I thought the lurker did it but turned out it was the one who made me nervous who reported me for a mistake. I was feeling frustrated by someone not responding to my messages and then we have a plumbing problem again. It seems to be ok now but the timing of a message popping up on my screen did me in while I was leaving a message for the person I couldn't get a hold of and kind of forgot what I was saying when I read the message.
Someone said there's so many things happening that mistakes will happen. It just got to me today. It was between the plumbing here, the monster down stairs, the passenger side of my door looking banged up, feeling trapped and stressed. I couldn't take it.
I thought I got to show my face on screen and I thought I don't care if I have a puffy face or red eyes. I am so tired of others not turning their screen on when we were told to do it.
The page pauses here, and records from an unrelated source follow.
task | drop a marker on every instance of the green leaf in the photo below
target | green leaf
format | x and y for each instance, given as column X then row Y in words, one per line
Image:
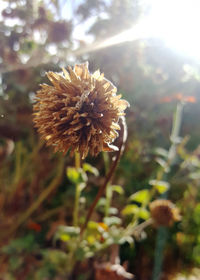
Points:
column 76, row 175
column 71, row 231
column 161, row 152
column 112, row 220
column 117, row 188
column 140, row 196
column 65, row 237
column 89, row 168
column 161, row 186
column 144, row 214
column 130, row 209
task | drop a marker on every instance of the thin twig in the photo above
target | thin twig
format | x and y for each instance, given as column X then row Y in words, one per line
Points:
column 123, row 134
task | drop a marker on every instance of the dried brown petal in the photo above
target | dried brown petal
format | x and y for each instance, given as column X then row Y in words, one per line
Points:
column 79, row 111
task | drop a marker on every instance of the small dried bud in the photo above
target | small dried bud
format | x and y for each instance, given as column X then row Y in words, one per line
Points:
column 164, row 212
column 79, row 111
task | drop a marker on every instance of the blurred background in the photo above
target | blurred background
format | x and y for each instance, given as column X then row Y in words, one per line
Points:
column 150, row 50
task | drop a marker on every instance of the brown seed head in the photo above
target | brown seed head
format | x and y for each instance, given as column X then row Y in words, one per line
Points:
column 79, row 111
column 164, row 212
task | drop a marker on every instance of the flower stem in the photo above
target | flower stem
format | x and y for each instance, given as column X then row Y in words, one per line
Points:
column 77, row 192
column 162, row 175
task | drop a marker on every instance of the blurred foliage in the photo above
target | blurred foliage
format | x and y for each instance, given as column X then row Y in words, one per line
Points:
column 37, row 237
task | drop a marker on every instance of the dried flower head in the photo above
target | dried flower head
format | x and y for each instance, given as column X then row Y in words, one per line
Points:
column 164, row 212
column 79, row 111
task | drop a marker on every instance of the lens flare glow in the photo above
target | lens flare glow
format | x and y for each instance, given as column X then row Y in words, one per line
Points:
column 176, row 22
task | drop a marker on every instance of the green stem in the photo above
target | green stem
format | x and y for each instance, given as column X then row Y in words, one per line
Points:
column 77, row 192
column 163, row 232
column 108, row 200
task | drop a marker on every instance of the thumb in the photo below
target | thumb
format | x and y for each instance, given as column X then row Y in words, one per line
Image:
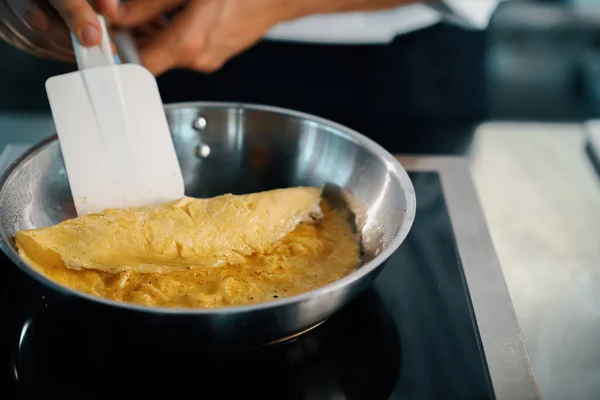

It's just stupid stuff that upset me more.
For a long time, like for 10 years, I would get messages when I made mistakes and it wasn't a reminder so much. It was a "shame" email. You take it with a grain of salt because everyone gets them but after awhile, it gets to you. When I was dragged into a meeting a day after Christmas with Frick and Frack, I was berated in front of a group of people and humiliated for being behind on my work. We had lost Corinne and when I mentioned, I was told that I was making excuses. So I burst into tears when she did that and later she said, I was really mad at Frick and her excuses and you know it's only human to cry.
Today was nothing like that. It was a building up of sorts that really got to me. It was a reminder of what had happened in the past and I'm thankful it's the past. It affected me. People would tattle on each other and have blind carbon copies when someone would do something. Reminds you of Survivor or Lord of the Flies.
It's probably for the best that I'm off in the afternoon even if it's for a really bad reason. I can sit down in the waiting room and read my book or play video games. I know I'll be behind more, but it is what it is. It's life and it's messy and chaotic.
Hopefully my landlord can come over within the next day or so. I got to lift weights to push the handle down. At least we got our fix for the moment.
I hope Joe Biden does have some good zingers. I need a good laugh.